民数記2章

2章 宿営の配置
2章は、1章の繰り返しのようですが、新しい情報、つまりそれぞれが宿営する位置が追加されています。各部族がどのように会見の天幕の周囲に宿営すべきか、どのような順序で行軍すべきかが書かれているのです。
1.12部族の配置
ここで、これまで12部族の一つに数えられていたレビ族は別扱いとなっています。そしてそれを埋め合わせるかのように、ヨセフの二人の息子、エフライムとマナセの二つの部族を加えて12部族とされています。全部族は、それぞれ四つに分けられ、会見の天幕を中心に配置されました。東に、ユダ・イッサカル・ゼブルン、南に、ルベン・シメオン・ガド、西に、エフライム・マナセ・ベニヤミン、北に、ダン・ナフタリ・アシェルです。
2.レビ族の配置
別扱いのレビ族は会見の天幕の正面に配置されましたが、これもまた、メラリ族、ケハテ族、ゲルション族、そして祭司の四つに分かれ、それぞれ四方に位置付けられました(17節)。つまり、メラリ族が北側、ケハテ族が南側、ゲルション族が西側、そして祭司(アロンの子ら)が東側の正面です。彼らは、一族の旗じるしのもとに宿営しなければならない(2節)、とあるように、部族ごとの旗が掲げられたようですが、残念なことにそれはどのようなものであるかはわかっていません。ただ、ユダヤ人の伝承によると、四つの旗は、エゼキエルの見た幻(エゼキエル1:10)の四つの生き物の顔を持ち、旗の色は大祭司の胸当てに嵌めこまれた十二部族の宝石の色であったとされます。つまりユダの旗は、赤めのう色の地に獅子の顔、ルベンの旗は赤紅色の地に人間の顔、エフライムの旗はすみれ色の地に牛の顔、ダンの旗は明るい黄色の地に鷲の顔というようにです。なお、会見の天幕と宿営の間には、距離が置かれましたが、それはだいたい2000キュビト(890メートル)であったとされています(ヨシュア3:4)。行軍順位は、ユダが上位で、ルベン、エフライム、ダンと続きました。
3.主を中心とする秩序
 それまで無秩序な奴隷集団のイスラエルが、こうして、幕屋を中心に整然として整列する「軍団」として組織化されていくのです。約束の地へ向かい、これを戦って勝ち取るための隊列が整えられていくと言ってよいでしょう。この光景はやがて、黙示録の21章に描かれた神の御国における、凱旋者たちのイメージにも使われています(7:4-8)。そして神の御国にも、十二部族の名がつけられた十二の門があり、主が中心に住まわれる新しい天と新しい地(黙示録21章)も秩序あるものとして描かれています。要するに、私たちもまた、無秩序な奴隷集団から、神の御国に至る過程にあって、どこか秩序ある群れとして整えられて行くのでしょう。
確かに神を知り、神に従うようになる前と後では、大きな生活変化があるものです。信仰者は神を中心とする秩序を持つのです。それまでは、自分の意と欲の赴くままの人生であったのが、神を認め、神のみこころを覚え、それに合わせることを考えるようになっていくわけですから、当然、同じ方向性を持つ人々と歩調も合わせられていくことでしょう。志を同じくする人々と互いに協力しあう、手を取り合うということは起こってくるはずなのです。

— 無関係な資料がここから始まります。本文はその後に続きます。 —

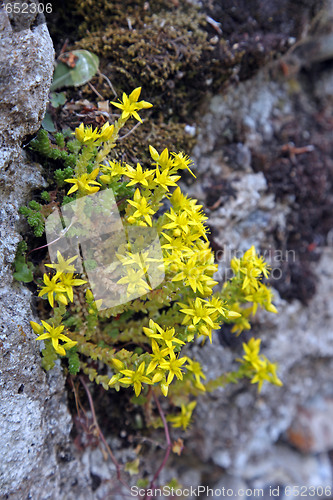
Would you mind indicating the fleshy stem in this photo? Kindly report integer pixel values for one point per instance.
(168, 449)
(84, 158)
(100, 434)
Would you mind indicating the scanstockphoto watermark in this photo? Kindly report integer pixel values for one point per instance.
(269, 492)
(276, 259)
(21, 15)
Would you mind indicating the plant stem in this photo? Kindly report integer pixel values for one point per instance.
(168, 449)
(100, 434)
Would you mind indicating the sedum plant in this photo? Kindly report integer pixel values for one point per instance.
(142, 342)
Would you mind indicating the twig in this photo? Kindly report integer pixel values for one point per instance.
(168, 449)
(101, 436)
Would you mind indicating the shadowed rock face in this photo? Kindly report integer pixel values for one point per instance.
(34, 419)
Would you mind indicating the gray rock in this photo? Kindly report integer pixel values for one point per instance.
(35, 422)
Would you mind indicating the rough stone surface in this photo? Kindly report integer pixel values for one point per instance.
(236, 428)
(35, 422)
(239, 439)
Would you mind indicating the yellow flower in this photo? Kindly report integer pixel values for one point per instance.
(137, 175)
(115, 169)
(134, 280)
(199, 310)
(83, 183)
(164, 179)
(130, 105)
(157, 356)
(182, 162)
(163, 160)
(143, 209)
(52, 286)
(67, 281)
(55, 334)
(173, 365)
(166, 336)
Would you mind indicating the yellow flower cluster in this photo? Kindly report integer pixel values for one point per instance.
(256, 366)
(86, 135)
(183, 306)
(55, 334)
(248, 273)
(60, 286)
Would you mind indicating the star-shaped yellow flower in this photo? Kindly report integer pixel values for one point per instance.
(55, 334)
(85, 184)
(130, 105)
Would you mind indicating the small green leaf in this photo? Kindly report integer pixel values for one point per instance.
(85, 68)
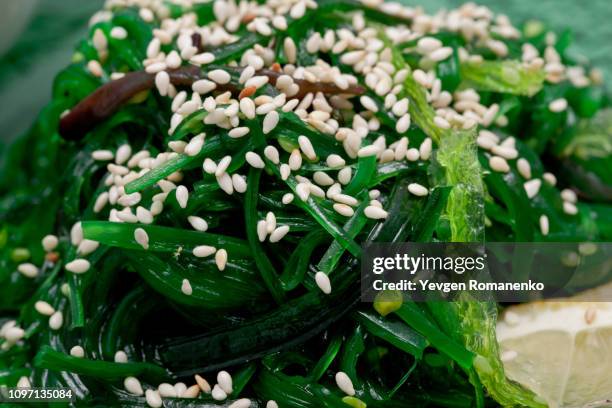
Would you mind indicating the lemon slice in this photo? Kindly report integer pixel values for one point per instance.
(560, 350)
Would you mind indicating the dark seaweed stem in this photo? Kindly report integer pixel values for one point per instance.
(107, 99)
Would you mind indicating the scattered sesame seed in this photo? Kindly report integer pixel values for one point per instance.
(343, 209)
(141, 237)
(287, 198)
(544, 225)
(370, 150)
(78, 266)
(499, 164)
(272, 154)
(524, 168)
(102, 155)
(120, 357)
(375, 213)
(221, 259)
(44, 308)
(344, 383)
(418, 189)
(569, 195)
(532, 187)
(570, 208)
(186, 287)
(182, 196)
(295, 160)
(203, 384)
(307, 148)
(558, 105)
(77, 351)
(56, 321)
(198, 223)
(153, 398)
(218, 394)
(202, 251)
(132, 385)
(28, 270)
(270, 121)
(323, 282)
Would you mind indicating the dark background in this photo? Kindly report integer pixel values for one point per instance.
(45, 45)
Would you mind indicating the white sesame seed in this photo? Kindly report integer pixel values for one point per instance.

神を信じ従う人生は、神を中心とした秩序の中に新しく生きていくことに他なりません。一匹狼で、皆とははぐれて頑張っているという信仰生活はありません。自分の一族の旗印がどこにあるのかを考えたいところではないでしょうか。言うまでもなく、それはイエス・キリスト、十字架において神の愛を示し、実際罪人を愛されたイエス・キリストにおいて他にはないのです。十字架愛の旗印のもとに秩序づけられていく、これがキリスト教会というべきものです。そのイメージがはっきりしていないのならば、同じように神を中心として教会に集っているようでありながら、相変わらず烏合の衆であるということもあるのです。十字架の旗印のもとに、秩序ある教会の働きを進めてまいりたいところです。では今日もよき一日であるように祈ります。

<クイズコーナー>
最初に、昨日のクイズです。最初の人口調査で最も多い人数を数えた部族はどこの部族でしょうか?答えは、ユダ族でした。一回目、二回目の人口調査を比べてみるとわかりますが、全体の人数もほぼ同じ、またユダ族がトップであるのもほぼ同じです。では今日の聖書クイズを一つ。二回目の人口調査の結果、最も人数が減少した部族は何部族であったでしょうか。答えはまた明日。では、今日もよき一日となるように祈ります。